[ロンドン 14日 ロイター] - 石油輸出国機構(OPEC)は14日に公表した月報で、来年は供給過多の縮小が見込まれているものの、OPEC非加盟国の生産増を受けOPEC産原油に対する需要は減退するとの見方を示した。OPEC加盟国と非加盟産油国で構成されるOPECプラスが12月5─6日にウィーンで開く会合で協調減産の延長を決定する論拠となる可能性がある。
OPECは来年のOPEC産原油の需要は平均で日量2958万バレルになると予想。今年の予想からは日量112万バレル少ない水準となる。

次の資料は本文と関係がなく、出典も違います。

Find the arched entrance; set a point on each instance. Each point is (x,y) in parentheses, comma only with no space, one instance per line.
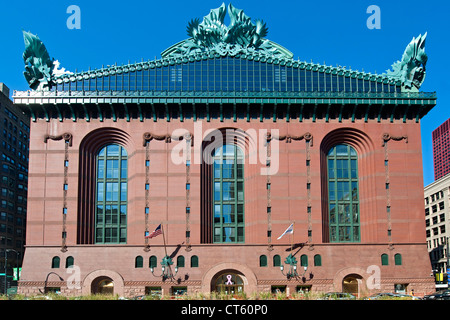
(103,285)
(210,278)
(103,280)
(350,284)
(229,282)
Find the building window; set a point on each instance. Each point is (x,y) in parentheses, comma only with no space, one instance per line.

ただOPECは来年の経済と原油需要の見通しは維持し、これまでより楽観的な見方を表明。「米中通商問題の改善、英国の欧州連合(EU)離脱を巡る合意、日本の財政刺激策を巡る兆しが出ているほか、主要新興国の急速な減速も安定化しており、成長見通しは現時点の予測で落ち着く公算がある」とした。
在庫については、先進国で9月に減少したと表明。ただ、OPECが指標とする5年平均をなお2800万バレル上回っているとした。
このほか、原油価格の上昇で米シェールオイルなどOPEC外の生産が増大したと指摘。ただOPEC非加盟国の供給の伸びは来年、日量217万バレルになるとし、従来予想から日量4万バレル引き下げた。
OPECの10月産油量は日量94万3000バレル増の日量2965万バレル。この水準が維持され、その他の条件は一定と仮定すると、来年は日量7万バレルの供給過多が発生する。サウジアラビアの石油施設に対する攻撃発生前の9月の月報では、日量34万バレルの供給過多が発生するとの見方が示されていた。
OPEC月報の公表を受け、北海ブレント先物 (LCOc1)は1バレル=63ドル近辺で安定的に推移。
OPECプラスは今年1月1日から日量120万バレルの協調減産を実施。7月に来年3月まで延長することを決定した。